A collaboration of experts in the United States says that neon lights and plasma TV produce a type of ionized plasma that can be used to treat potentially-contaminated water in the developing world.
The team carried out a series of tests that revealed the efficiency of such a treatment. Results showed that ionized plasma could act as an antimicrobial agent for as much as a week after the initial treatment.
Having access to water that is not contaminated by bacteria or microbes could mean a considerable boon in public health for countries that have only known famine and disease over the past few decades.
Scientists from the University of California in Berkeley
(UCB) say that the sterilization of water is currently a cost- and resource-intensive process that can only be completed in specialized installations.
Their plan is to create a host of technologies that would allow individuals or local communities to handle their own water supply, disinfecting it on the spot. This would finally enable billions of people to gain access to fresh and clean water sources.
“We know plasmas will kill bacteria in water, but there are so many other possible applications, such as sterilizing medical instruments or enhancing wound healing,” research scientist David Graves explains.
“We could come up with a device to use in the home or in remote areas to replace bleach or surgical antibiotics,” adds Graves, who holds an appointment as the UCB Lam Research Distinguished professor in semiconductor processing, and is also a chemical engineer at the university.
Low-temperature, ionized plasma could also have a host of other applications, most notably on the battlefield, or in other areas where more advanced (and expensive) technologies are not available.
“One of the most difficult problems associated with medical facilities in low-resource countries is infection control.

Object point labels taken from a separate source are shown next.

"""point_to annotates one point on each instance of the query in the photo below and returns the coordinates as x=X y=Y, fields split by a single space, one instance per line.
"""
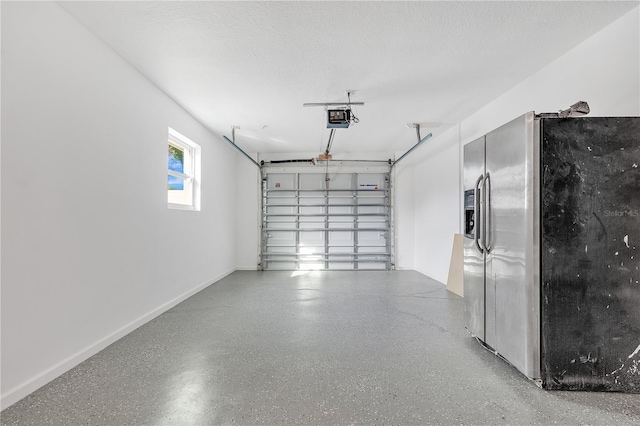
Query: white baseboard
x=17 y=393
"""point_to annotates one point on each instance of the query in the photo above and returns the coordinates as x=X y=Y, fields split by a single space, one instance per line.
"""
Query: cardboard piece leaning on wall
x=456 y=266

It is estimated that infections in these countries are a factor of three-to-five times more widespread than in the developed world,” Graves goes on to say.
According to a paper published in the November issue of the esteemed scientific Journal of Physics D: Applied Physics, it would appear that ionized plasma is capable of killing E. coli bacteria with great efficiency. Upon first contact, the substance destroyed all of the microorganisms.
Even a week after the water was treated with plasma, about 99.9 percent of E. coli bacteria introduced in the test sample were killed within a brief period. These results are extremely promising, as they offer a low-cost alternative to more expensive equipment.
“The field of low-temperature plasmas is booming, and this is not just hype. It’s real!” Graves concludes.